The answer is obvious: the prospect of staying in their home country is unattractive to much of the nation’s youth because it appears to hold very little hope for their growth and development.
They are the demographic that is most-heavily hit by unemployment. The Labour Statistics Report of the National Bureau of Statistics says that 7.9 million citizens aged between 15 and 34 years were unemployed in the fourth quarter of 2017, and that 58.1 per cent of Nigerians within this age bracket are underemployed.
With so much time on their hands, it is no surprise that far too many of the country’s younger citizens are heavily involved in crime, especially armed robbery, kidnapping, fraud and rape. An already-dire situation is aggravated by the country’s infrastructure challenges, poor vocational training system and the dearth of soft loans.
Rather than facilitating the export of the country’s valuable human resources, the Edo and federal governments should be looking at ways to ensure that potential illegal immigrants are kept at home.
The state government has already acknowledged this in its accelerated industrialisation policies. The renewed emphasis on infrastructural development, especially the rehabilitation and construction of roads, and major projects like the Gelegele Seaport, will increase employment and business activity.

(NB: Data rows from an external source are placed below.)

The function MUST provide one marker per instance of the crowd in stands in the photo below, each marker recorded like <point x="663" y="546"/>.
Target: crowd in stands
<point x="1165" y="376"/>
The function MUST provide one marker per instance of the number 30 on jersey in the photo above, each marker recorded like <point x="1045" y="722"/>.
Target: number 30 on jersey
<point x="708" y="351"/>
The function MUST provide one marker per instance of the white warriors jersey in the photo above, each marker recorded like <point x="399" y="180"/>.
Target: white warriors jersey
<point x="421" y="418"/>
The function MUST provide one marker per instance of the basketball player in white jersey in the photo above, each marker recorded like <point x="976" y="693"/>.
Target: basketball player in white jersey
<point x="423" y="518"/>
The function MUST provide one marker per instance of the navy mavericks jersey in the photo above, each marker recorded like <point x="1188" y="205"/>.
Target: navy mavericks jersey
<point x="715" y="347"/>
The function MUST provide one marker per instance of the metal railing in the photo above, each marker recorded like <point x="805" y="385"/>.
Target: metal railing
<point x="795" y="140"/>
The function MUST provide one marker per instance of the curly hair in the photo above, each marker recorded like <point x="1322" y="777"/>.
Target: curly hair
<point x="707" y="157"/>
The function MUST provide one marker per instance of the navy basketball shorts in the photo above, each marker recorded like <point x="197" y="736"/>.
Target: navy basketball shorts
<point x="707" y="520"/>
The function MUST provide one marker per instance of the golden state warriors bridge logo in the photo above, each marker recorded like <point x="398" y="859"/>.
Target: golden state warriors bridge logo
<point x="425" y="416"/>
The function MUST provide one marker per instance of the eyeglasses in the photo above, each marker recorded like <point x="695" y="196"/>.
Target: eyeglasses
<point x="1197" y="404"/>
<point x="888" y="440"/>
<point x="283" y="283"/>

The technical centres for skill acquisition should seek to complement these projects, instead of preparing workers for other lands. The Federal Government can help Edo to realise these aims by ensuring that red-tape does not stand in the way of the quick execution of these projects.
Edo State should also follow through on the legislation it has enacted to deal with the illegal migration problem. The Edo State Task Force on Human Trafficking must step up its efforts to reduce the phenomenon to the barest minimum.
Ultimately, only a decisive change in prevailing attitudes can reduce the flow of Nigerian youths to foreign shores. But properly-targeted policies can help to achieve that laudable goal.